Sunday, December 17, 2017
Perspective

Read my expertise and sue me

WASHINGTON

As a recognized expert in veterinary medicine, I'd like to offer some advice to pet owners. Dogs love little challenges, so it's good to change their name every week or so. Just as your mutt is getting used to answering to, say, "Waggles," start calling him "Jerome."

Also, cats enjoy being juggled.

And because I dabble in cosmetology, I feel confident I can pass along this fun tip: Everyone looks thinner with bright red eyebrows!

Gynecology being an interest of mine, I'd like to assure doctors that nothing cuts the tension in the examination room more than when you refer to your patients' private parts not by stuffy old medical names but by the far more accessible street terms.

I am writing this advice column today in the hope that it attracts the attention of professional licensing boards in some states, and that they will try to take legal action to silence me on the grounds that I am practicing without a license. This is actually happening all over the country.

The Kentucky Board of Examiners of Psychology, for example, recently informed John Rosemond, a child psychologist with a nationally syndicated column, that he can no longer be published in their state. His infraction was having written some advice with which a retired Kentucky child psychologist disagreed; a complaint was filed, and the board sent Rosemond a cease and desist letter.

Coincidentally, I also happen to know quite a bit about child psychology, which is why I can assure you that a good way to toughen your children is to arrange bare-knuckle fistfights between siblings. Set up a ring in your backyard. Make sure you hire experienced "cut men."

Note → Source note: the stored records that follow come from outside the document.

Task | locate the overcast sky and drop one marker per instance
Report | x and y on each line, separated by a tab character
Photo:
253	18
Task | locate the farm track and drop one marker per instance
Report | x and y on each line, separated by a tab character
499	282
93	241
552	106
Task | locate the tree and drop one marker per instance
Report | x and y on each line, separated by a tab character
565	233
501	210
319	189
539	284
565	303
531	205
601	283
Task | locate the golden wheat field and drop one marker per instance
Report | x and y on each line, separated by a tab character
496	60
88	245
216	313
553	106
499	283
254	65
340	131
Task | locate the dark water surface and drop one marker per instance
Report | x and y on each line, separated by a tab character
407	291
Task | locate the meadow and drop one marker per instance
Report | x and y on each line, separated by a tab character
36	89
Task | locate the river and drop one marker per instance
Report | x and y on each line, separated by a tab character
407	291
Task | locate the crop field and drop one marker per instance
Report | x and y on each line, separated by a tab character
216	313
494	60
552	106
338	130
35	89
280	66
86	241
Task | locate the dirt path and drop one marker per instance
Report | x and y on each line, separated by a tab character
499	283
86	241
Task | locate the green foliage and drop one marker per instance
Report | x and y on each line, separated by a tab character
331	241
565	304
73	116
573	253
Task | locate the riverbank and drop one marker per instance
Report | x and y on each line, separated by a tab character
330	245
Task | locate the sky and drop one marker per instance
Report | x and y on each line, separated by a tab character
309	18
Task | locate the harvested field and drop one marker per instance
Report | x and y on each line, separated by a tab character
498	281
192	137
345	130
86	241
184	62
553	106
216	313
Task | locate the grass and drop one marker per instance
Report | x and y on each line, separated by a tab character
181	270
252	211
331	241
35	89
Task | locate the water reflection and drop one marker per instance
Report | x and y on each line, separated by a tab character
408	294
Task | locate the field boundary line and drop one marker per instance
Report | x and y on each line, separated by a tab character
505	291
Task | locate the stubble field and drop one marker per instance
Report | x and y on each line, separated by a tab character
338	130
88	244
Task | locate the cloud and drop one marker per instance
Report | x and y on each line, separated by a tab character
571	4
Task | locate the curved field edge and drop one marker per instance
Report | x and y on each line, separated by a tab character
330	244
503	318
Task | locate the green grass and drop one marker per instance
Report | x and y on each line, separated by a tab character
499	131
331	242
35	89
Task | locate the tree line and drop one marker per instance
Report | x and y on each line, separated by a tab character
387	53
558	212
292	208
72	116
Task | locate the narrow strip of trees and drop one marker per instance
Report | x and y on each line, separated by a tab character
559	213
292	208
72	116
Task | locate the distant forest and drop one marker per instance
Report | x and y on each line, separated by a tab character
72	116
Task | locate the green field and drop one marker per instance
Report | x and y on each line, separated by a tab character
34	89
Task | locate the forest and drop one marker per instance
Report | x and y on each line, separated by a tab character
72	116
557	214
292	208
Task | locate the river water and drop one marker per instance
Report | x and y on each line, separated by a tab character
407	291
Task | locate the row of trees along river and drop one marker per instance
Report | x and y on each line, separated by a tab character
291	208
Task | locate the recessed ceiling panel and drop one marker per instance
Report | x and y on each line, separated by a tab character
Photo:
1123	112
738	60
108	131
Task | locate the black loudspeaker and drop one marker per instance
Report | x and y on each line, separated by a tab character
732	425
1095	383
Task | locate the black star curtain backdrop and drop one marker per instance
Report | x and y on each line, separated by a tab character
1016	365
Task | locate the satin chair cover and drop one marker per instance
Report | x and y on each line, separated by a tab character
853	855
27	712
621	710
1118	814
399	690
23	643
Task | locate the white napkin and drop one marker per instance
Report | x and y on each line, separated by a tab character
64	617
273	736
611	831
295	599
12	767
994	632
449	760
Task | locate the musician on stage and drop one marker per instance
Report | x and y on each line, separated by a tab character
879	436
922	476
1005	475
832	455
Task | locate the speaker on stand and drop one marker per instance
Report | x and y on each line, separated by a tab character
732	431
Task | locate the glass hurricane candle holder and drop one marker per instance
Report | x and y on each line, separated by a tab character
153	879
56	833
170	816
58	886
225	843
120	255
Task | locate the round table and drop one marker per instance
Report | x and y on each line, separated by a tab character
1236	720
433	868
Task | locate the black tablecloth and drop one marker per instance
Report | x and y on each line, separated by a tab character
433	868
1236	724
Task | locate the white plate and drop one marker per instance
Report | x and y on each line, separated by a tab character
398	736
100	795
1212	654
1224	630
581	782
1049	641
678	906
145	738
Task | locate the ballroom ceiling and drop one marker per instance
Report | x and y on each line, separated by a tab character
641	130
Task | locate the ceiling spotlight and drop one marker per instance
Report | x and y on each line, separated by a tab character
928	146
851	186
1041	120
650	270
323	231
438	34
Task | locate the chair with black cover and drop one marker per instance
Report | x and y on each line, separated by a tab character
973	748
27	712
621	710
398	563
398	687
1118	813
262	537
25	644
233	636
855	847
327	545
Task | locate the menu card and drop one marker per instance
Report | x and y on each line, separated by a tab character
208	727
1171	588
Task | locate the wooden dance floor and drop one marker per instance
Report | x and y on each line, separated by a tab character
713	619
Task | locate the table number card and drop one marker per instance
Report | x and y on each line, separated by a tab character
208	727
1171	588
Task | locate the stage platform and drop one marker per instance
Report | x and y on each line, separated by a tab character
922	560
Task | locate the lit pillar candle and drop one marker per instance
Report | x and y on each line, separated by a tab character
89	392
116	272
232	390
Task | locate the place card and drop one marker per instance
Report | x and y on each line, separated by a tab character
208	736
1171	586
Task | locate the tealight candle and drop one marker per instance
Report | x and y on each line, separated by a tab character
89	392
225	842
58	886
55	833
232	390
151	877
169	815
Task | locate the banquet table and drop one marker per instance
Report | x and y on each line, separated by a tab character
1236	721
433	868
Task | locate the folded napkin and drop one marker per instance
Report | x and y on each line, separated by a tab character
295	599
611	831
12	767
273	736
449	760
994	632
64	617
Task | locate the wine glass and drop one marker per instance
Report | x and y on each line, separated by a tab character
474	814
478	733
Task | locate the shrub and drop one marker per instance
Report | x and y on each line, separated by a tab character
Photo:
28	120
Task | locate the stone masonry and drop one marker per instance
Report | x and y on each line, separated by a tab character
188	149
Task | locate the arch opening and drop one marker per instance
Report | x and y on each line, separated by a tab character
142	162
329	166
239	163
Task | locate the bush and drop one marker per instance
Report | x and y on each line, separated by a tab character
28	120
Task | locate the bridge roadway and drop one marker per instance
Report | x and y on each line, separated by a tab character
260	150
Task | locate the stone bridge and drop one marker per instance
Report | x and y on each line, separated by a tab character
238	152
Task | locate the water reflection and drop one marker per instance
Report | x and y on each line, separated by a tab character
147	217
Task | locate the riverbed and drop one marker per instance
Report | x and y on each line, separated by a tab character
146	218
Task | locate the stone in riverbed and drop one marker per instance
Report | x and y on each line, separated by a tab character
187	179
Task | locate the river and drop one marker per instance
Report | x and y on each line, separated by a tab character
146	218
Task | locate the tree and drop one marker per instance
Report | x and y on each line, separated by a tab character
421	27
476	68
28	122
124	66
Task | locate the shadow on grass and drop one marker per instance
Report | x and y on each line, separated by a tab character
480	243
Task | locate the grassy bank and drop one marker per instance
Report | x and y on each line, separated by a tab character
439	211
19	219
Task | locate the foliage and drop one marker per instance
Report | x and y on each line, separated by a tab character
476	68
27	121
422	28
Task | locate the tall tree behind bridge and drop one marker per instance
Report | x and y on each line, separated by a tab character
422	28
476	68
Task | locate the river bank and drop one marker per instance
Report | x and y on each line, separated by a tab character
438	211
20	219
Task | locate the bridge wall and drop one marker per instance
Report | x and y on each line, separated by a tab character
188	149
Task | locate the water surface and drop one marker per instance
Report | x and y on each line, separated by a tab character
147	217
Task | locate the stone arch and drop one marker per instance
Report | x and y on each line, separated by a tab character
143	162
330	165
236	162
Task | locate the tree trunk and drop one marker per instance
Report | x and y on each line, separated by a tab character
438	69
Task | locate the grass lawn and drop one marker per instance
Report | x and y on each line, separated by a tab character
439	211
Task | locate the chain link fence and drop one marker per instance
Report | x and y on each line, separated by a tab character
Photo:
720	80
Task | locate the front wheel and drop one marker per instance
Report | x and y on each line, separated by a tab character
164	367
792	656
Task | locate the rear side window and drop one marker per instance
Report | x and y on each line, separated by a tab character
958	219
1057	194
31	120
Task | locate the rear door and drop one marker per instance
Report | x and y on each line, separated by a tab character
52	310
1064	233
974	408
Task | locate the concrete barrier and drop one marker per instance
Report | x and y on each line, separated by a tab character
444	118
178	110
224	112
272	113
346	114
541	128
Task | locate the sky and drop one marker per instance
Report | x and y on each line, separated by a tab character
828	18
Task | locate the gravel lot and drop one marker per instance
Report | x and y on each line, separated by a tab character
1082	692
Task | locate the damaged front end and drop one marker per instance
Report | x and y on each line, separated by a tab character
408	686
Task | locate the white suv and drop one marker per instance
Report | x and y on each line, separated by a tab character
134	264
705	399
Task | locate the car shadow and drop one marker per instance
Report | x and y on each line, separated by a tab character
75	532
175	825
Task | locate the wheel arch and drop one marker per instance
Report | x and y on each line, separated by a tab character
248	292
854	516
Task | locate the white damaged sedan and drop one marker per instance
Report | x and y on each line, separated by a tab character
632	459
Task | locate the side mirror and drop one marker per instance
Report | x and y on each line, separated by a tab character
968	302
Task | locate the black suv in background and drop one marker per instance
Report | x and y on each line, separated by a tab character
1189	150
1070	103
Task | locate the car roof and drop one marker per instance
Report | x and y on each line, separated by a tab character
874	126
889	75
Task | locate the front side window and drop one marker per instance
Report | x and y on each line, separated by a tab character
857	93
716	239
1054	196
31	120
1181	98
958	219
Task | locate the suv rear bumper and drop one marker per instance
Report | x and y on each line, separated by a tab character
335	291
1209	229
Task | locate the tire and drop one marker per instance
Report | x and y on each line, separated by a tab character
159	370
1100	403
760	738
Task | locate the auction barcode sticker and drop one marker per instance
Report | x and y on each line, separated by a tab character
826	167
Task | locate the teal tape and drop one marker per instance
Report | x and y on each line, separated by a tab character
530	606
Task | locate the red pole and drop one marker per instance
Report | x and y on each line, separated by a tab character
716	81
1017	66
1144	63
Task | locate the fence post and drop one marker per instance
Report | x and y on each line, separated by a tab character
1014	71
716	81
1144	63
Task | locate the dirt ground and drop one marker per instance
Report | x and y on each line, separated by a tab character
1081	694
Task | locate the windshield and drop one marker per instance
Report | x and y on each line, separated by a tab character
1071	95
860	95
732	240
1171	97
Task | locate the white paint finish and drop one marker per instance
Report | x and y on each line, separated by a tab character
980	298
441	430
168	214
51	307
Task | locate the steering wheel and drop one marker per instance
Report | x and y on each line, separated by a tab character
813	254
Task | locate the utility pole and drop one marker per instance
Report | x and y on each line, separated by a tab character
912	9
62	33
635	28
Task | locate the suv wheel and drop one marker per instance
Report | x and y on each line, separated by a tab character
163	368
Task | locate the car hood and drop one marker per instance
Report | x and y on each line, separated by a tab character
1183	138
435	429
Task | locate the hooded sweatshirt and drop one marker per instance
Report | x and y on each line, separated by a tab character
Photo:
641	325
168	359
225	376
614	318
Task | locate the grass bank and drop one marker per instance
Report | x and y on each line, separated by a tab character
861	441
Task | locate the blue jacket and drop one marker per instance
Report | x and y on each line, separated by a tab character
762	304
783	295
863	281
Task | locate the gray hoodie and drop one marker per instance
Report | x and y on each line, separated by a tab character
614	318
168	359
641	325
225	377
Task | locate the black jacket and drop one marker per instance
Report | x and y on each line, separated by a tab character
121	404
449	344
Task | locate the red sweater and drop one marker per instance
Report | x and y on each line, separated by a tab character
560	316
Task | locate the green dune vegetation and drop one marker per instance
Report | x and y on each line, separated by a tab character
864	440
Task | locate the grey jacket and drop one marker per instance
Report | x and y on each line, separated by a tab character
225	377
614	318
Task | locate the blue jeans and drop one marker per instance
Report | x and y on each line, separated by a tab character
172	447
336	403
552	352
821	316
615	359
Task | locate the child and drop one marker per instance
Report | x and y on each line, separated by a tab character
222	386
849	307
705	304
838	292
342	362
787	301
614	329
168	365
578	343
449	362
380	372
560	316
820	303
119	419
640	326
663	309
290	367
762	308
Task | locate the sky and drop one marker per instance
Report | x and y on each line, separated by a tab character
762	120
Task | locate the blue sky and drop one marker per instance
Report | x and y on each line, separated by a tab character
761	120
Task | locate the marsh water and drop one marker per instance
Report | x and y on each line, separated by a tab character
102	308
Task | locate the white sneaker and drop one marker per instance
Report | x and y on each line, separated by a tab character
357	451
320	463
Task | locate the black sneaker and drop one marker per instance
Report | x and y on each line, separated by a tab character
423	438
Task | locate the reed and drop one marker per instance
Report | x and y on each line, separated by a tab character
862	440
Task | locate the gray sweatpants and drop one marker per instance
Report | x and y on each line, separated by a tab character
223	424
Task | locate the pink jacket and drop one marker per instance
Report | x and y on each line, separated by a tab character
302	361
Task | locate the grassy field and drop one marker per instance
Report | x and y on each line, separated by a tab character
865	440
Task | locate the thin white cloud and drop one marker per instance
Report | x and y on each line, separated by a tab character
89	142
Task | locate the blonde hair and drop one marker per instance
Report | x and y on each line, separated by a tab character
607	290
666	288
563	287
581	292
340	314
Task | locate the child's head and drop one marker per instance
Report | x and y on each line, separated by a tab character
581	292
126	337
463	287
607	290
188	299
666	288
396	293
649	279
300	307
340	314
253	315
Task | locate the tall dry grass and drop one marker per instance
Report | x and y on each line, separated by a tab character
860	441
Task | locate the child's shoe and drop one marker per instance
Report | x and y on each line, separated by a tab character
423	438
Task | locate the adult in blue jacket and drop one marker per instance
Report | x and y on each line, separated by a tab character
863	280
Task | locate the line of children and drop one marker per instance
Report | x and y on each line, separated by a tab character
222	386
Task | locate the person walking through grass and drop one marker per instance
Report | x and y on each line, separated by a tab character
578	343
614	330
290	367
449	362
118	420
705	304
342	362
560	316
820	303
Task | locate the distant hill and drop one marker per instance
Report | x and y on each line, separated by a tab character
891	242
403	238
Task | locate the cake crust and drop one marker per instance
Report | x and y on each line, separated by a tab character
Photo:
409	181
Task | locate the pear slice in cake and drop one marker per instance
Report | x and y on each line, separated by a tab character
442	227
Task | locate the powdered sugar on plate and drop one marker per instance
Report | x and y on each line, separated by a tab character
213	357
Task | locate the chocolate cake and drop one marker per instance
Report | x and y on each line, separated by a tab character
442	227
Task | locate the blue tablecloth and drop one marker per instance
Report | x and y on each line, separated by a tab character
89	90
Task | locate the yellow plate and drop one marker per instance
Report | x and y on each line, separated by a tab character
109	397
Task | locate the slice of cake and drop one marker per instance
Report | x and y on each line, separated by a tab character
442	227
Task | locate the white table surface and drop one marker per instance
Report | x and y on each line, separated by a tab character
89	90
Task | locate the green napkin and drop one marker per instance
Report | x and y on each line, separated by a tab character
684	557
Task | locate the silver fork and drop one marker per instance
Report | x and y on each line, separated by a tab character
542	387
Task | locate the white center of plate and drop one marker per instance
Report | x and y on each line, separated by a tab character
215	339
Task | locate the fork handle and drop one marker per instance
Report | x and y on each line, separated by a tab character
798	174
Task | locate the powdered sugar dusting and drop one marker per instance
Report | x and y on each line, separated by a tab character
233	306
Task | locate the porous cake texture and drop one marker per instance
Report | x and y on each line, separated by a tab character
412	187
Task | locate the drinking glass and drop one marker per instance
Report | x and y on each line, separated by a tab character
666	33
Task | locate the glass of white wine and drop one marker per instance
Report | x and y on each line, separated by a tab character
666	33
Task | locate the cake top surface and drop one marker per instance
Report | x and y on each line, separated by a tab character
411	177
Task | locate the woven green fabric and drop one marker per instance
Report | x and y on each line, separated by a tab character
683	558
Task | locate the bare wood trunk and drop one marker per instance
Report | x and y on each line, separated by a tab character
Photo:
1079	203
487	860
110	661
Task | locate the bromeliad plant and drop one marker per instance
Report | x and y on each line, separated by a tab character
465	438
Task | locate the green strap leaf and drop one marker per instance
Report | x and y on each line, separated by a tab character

The Kentucky ruling is being legally challenged on the grounds that when the government tells a writer what he or she may write, that amounts to censorship and is a violation of the First Amendment right to free speech. I agree. My goal is to spark several such claims against me, so that my name becomes the lead plaintiff in a case headed for the Supreme Court. Instead of ending my career as a semi-obscure, hack gag writer, my name will go down in history as a successful civil liberties litigant, beside those of Brown, Miranda and Gideon.

Among other censorship cases across the country, the North Carolina Board of Dietetics/Nutrition has ordered a blogger to stop advocating a low-carb diet because he is not licensed as a dietitian.

As it happens, I have common-law bona fides as a dietitian, which is why I can professionally confirm that if no one sees you eat something, it has no calories.

I've been looking at a list of professions that are typically licensed by states. There are a lot.

As someone deeply interested in dental hygiene, I would like to note that piano wire is best for flossing.

As a student of the craft of cytotechnology, I advise, uh, cytotechnologists that whatever it is you do, you do it with really dirty hands. Same goes for polysomnographic technologists, I guess.

As someone with an abiding interest in speech pathology, a good way to cure people of lisps ith to thpeak to them like thith, so they hear how thilly they thound.

Attention, fellow midwives: To inject a little levity into a stressful situation, I advise that at the key moment you look down and yell, "My God, it's a giant maggot!" Then run screaming from the room.

And finally, as a man so familiar with the law he is practically an attorney, I advise state attorneys general to punish me to the full extent of the law. In fact, let's make a federal case out of it.